Meet The Makers: WIOUX

Posted by Drake General Store, March 12, 2015

Currently based out of Ottawa, Allyson graduated from the University of Guelph with a Bachelor of Fine Arts. It wasn’t until the end of her studies that she started to find her focus drifting towards 3-dimensionality in particular, so she took her nimble fingers and the lap loom her sister got her for Christmas, and wove her way right onto Etsy. The rest is history.

Here she talks to us about the time and patience that goes into creating a successful weave; how she came to appreciate the textual elements of the art in the first place; and why in life, you shouldn’t always listen to your teachers. Meet Allyson, the creator behind WIOUX.

DGS: First thing’s first, what does WIOUX stand for? Is it an acronym for something?

AR: WIOUX was chosen initially as my Etsy shop name. I wanted something that, to me, was related to weaving without it being obvious. It's not an acronym, but sort of a “play on words”. WIOUX is pronounced "we-you", which came from something along the lines of "weaving for you".

WIOUX Wall Hanging 2

WIOUX Pastel Handwoven Wall Hanging, $200

DGS: You graduated from the University of Guelph with a Bachelor of Fine Arts. Do you have an era of art that you appreciate most?
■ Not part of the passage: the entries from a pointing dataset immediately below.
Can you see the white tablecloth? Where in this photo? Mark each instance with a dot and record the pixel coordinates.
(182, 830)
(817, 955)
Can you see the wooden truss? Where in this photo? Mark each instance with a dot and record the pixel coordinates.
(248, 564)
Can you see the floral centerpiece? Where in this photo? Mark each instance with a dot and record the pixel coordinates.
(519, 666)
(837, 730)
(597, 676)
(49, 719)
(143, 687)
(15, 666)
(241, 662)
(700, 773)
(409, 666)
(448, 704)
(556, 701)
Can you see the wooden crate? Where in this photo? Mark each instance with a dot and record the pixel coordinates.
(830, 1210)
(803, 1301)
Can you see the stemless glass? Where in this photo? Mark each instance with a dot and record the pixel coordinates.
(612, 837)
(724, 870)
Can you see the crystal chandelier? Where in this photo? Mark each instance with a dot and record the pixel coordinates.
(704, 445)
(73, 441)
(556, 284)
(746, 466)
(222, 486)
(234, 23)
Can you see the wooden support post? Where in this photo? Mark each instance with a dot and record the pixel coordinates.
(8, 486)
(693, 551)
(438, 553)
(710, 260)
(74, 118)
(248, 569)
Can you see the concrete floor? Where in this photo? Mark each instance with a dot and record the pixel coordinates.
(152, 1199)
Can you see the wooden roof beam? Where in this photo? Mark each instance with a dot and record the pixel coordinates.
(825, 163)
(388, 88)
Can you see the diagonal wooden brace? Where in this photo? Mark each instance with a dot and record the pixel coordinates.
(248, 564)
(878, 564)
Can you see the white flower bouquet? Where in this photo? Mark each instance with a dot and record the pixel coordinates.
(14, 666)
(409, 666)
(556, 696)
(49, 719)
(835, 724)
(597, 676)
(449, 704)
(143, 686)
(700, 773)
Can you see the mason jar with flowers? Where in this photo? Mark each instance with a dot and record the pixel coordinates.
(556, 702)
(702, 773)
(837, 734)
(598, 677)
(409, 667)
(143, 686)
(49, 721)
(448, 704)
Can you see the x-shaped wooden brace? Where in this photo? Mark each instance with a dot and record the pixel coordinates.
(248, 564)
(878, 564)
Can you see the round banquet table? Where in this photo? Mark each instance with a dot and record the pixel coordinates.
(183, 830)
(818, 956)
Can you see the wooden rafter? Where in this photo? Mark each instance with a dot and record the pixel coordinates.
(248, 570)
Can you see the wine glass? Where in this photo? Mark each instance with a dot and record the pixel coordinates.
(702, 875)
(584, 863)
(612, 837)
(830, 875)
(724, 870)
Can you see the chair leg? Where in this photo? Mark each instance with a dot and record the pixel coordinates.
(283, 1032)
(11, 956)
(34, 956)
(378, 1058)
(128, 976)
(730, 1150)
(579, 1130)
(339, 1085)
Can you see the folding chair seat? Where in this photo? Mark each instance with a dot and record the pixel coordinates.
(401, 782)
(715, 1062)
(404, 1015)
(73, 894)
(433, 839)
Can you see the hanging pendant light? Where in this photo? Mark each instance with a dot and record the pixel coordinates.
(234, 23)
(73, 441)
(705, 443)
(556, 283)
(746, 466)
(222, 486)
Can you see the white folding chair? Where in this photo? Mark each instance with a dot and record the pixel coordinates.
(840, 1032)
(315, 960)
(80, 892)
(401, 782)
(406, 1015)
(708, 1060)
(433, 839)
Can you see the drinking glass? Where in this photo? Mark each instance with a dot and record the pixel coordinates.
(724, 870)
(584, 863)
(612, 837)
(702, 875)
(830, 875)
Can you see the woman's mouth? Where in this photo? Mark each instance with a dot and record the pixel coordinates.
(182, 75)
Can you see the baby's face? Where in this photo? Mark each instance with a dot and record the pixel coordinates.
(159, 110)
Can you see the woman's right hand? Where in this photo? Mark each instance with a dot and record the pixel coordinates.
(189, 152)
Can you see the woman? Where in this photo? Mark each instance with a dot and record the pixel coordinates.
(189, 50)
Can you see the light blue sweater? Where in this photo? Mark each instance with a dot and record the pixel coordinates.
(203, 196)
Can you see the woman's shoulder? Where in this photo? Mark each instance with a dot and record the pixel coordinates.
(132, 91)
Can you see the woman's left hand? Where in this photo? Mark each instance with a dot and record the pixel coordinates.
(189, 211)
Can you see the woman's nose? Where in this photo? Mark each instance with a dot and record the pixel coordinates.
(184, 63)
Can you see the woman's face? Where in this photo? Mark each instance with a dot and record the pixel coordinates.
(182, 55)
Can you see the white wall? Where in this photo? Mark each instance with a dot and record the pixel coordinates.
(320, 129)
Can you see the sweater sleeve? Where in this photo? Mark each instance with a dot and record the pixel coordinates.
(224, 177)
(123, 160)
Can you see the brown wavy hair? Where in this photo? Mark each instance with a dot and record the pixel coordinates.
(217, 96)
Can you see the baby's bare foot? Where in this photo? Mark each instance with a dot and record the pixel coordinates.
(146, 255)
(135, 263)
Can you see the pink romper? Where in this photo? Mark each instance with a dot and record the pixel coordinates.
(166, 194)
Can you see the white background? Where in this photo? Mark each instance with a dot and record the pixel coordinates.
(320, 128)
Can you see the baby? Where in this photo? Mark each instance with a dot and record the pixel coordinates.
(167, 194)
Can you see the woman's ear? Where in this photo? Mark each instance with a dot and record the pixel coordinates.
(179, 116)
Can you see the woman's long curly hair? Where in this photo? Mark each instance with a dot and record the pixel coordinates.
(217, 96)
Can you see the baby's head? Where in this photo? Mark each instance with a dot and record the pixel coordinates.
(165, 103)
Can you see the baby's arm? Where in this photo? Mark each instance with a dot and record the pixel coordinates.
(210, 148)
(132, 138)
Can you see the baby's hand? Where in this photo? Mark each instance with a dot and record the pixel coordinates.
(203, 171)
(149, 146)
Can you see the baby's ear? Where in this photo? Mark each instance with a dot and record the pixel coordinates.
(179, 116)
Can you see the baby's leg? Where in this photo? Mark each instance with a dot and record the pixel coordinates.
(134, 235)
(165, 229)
AR: That's a tough question for me! I think I’ve always been most interested in Modern and Contemporary art, especially within my studies. Being that they are so recent (with some movements still ongoing), I find them the most applicable to my present day aesthetic taste.

DGS: How did you get into weaving? Was this something that was introduced to you in your studies?

AR: I became interested in weaving as early as November of 2013. I stumbled upon the work of MIMI JUNG of BROOK&LYN studio, and fell in love with the textural elements in her weaves. I was satisfied admiring from afar, but then, that Christmas my sister gave me a small lap loom, and I began to appreciate the craft in a completely different way. There is so much time and patience involved in producing a successful end result. If you don't have a successful design, the weave could be executed perfectly in technique and yet still be a failure! I was just experimenting for fun, when I decided to create a 4-weaving piece for a final drawing assignment in my final year of school. I know what you're thinking; a weaving is not a drawing. My instructor felt the same way and, well, my critique was not exactly positive (ha ha!). But my peers at school expressed an interest in owning one of my weavings, and after that I decided to open an Etsy shop and “have a go” at creating weaves for other weave lovers out the

WIOUX Wall Hanging

WIOUX Handwoven Wall Hanging, $200

DGS: What do you reference for inspiration?

AR: Everything! Lately I’ve been trying to push myself outside of my comfort zone. I'm currently focusing on producing "mini" weavings, as they allow me a quick end-result, which I can learn from. I don't necessarily “seek out” weave inspiration, I typically stick to colour schemes that appeal to my own tastes. As for the design, I may see a line somewhere and like the curve, and then I’ll try to reproduce it in a weaving. I actually try to stay away from others' work online when creating something new. I appreciate the value of being an active weaver in the weaving community, and while I know there is nothing new under the sun, I try to limit the chances of being influenced by someone else's weaving.

DGS: You primarily work with wool, cotton, silk and synthetic yarns. Where do you find the materials for your weaves? Do you source them from somewhere in particular? Or are you constantly finding and collecting textiles as you go along?

AR: I source most of my materials from local yarn shops, and sometimes, if I’m lucky, I find vintage yarns at thrift stores.

DGS: Currently, what are you listening to while you "work"?

AR: I actually don't listen to music a whole lot when I weave! I typically prefer having Netflix playing off to the side (which has allowed me to blast through nine seasons of Friends in under a week).

DGS: What do you enjoy doing when not creating?

AR: I’m still in hibernation mode, so I spend most of my nights and otherwise free time weaving, because I like seeing progress. I wish I had more free time to weave! I'm relatively new to Ottawa, and I want to be more active in the arts community here, but I’m finding it tricky with the time of year. I'll be less of a recluse once the warmer weather sticks, and then I can really get to know what this city has to offer.